Mr. Welter, undoubtedly with good intention, submitted public petition no.698 to the Chambre des Députés website on 16 August. By the end of September, and with three weeks to go before its 24 October deadline, the number of supporters who had signed the petition was approaching 14,000. That is by far the most ever for a public petition since signature via the website was made possible, and well over the 4,500 required to force a parliamentary commission debate.
The petition calls “to legally secure the Luxembourg language as the no.1 administrative and national language for all residents of Luxembourg.” Reaction and counter-reaction on social media was swift, often sarcastic, and at times fierce. The petition was dismissed as nonsense by many because the cost and practical logistics of translating all existing laws and administrative documents into Luxembourgish would be prohibitive.

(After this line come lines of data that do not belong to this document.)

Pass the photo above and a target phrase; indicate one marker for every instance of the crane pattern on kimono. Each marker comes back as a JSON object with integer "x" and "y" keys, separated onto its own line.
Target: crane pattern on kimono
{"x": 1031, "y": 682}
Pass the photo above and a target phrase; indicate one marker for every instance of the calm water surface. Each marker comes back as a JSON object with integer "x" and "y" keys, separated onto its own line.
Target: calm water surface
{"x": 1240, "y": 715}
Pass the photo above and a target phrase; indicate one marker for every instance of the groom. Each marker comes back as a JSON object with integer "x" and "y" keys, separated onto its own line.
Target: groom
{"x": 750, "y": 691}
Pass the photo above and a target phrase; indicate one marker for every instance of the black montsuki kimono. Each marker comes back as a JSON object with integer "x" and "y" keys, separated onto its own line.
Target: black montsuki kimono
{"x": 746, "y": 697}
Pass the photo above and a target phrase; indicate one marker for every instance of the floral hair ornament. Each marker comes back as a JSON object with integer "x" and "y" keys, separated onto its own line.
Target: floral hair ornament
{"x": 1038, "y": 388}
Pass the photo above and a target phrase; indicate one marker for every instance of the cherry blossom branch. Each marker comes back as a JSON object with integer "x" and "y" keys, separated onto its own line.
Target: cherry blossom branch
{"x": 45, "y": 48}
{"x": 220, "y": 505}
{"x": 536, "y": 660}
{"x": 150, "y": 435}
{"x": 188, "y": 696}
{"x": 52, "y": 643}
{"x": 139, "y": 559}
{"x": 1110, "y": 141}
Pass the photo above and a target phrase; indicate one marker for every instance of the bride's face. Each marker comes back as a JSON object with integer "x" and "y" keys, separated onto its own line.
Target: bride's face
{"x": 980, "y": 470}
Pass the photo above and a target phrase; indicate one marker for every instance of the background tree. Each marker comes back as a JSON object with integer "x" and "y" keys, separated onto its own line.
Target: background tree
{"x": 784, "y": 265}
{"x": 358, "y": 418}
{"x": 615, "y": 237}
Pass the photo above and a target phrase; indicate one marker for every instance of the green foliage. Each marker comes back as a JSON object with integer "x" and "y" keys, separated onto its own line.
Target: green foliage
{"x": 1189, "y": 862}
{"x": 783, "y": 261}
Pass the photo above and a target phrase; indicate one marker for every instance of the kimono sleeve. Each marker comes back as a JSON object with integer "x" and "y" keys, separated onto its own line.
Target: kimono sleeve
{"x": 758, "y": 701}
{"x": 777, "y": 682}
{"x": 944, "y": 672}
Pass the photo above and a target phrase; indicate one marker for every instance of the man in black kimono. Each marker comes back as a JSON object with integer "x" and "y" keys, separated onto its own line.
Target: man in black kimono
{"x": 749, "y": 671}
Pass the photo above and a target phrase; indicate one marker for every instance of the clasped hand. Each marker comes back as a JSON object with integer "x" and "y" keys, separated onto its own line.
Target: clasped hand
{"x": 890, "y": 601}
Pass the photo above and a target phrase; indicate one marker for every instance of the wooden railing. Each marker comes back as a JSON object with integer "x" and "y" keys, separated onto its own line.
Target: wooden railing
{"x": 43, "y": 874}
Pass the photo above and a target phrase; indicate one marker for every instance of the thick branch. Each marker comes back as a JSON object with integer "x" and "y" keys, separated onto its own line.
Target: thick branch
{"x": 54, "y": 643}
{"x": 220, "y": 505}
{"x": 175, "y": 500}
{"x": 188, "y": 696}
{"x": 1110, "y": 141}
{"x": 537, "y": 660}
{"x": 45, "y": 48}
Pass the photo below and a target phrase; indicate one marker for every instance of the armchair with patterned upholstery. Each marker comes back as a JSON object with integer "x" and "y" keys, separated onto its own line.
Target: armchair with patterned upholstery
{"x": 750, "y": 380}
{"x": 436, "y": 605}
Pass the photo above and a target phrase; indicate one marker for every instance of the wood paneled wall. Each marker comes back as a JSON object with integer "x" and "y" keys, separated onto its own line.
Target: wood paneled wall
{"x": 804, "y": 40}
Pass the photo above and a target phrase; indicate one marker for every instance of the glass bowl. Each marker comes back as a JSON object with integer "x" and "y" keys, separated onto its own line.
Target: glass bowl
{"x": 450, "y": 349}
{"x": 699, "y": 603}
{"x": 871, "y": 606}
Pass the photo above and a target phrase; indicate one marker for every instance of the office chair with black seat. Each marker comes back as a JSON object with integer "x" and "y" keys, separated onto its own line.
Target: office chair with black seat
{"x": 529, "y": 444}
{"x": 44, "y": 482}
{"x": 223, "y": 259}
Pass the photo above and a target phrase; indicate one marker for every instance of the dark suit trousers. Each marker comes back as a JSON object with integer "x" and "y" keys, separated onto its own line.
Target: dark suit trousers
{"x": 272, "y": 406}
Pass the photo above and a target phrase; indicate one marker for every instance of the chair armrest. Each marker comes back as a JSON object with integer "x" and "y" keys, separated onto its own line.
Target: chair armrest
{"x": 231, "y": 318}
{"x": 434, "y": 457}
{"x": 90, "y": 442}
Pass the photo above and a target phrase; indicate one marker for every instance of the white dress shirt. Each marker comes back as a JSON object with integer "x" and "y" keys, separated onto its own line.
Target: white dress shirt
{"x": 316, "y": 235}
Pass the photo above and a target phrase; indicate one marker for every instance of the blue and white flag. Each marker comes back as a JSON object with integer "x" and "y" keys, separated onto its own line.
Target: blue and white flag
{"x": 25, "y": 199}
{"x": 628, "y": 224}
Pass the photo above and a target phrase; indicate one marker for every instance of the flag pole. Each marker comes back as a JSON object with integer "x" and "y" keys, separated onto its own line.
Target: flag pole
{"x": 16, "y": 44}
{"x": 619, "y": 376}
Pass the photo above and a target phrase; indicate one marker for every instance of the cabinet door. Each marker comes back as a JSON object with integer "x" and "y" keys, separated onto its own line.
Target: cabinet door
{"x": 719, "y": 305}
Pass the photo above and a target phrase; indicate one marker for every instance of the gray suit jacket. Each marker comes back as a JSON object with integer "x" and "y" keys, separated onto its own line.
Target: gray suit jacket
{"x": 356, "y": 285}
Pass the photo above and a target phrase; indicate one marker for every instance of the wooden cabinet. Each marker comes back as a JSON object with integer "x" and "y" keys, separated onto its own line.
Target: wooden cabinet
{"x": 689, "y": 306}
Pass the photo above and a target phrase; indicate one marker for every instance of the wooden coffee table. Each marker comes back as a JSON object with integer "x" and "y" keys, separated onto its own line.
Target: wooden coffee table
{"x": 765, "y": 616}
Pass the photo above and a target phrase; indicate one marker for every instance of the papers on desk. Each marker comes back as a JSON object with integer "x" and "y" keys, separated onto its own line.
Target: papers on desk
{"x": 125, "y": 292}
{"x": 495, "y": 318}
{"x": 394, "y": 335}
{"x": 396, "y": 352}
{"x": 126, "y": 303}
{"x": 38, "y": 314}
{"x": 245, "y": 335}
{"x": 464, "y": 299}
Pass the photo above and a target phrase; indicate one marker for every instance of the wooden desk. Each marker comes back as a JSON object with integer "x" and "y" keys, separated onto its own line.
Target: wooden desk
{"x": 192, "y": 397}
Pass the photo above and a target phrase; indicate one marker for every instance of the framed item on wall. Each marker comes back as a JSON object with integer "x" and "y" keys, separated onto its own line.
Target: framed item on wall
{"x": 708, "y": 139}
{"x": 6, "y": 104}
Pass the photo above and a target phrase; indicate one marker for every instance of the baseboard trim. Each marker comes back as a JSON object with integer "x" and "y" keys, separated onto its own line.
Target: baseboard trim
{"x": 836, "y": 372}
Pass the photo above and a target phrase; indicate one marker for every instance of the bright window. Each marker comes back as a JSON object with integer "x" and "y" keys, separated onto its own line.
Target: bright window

Others still were genuinely afraid that the move to protect the national language would be seized on by populists or even nationalists, and that it would discriminate against the majority non-Luxembourg population.
Singer and actor Serge Tonnar, who performs almost exclusively in Luxembourgish, said he would not be signing the petition. But he weighed in with the argument that “so-called intellectuals” who attacked its author and signatories were still failing to intelligently address in public the notions of identity, nationhood and the language. “They leave the monopoly in this discussion to the populists, and then wonder why.”
It is this question of identity that is at the core of a debate that rears its head persistently--last year the question of Luxembourgish was at the heart of the referendum on foreigners voting rights. And the level of language proficiency required to acquire dual nationality is still being hotly discussed, even as the new law is about to come into effect.
Many Luxembourgers are concerned that their language will die unless others are forced to learn it. They are annoyed that they have to speak French in many shops and restaurants. But evidence shows that the language is alive and well. Many restaurants and shops are encouraging their staff to learn at least some Luxembourgish. And never before has so much culture--film, theatre, music--been made in Luxembourgish. The problem is, as one social media commentator pointed out, that many defenders of the Luxembourg language prefer to watch German television at home rather than go to the cinema or the theatre to watch a Luxembourg-language production.
The petition is a well-meaning folly, and it should be dismissed by the parliamentary commission as thus. But politicians at national and local level must tackle the problem of the language and its role in national identity. There is a genuine need to make learning Luxembourgish more accessible and easier to practice. Sadly, there is still a large disconnect between the expat population and Luxembourgers outside of Tonnar’s sphere of “so-called intellectuals”. And as long as that gap persists those learning the language will not get the chance they deserve to use it, and both sides lose out.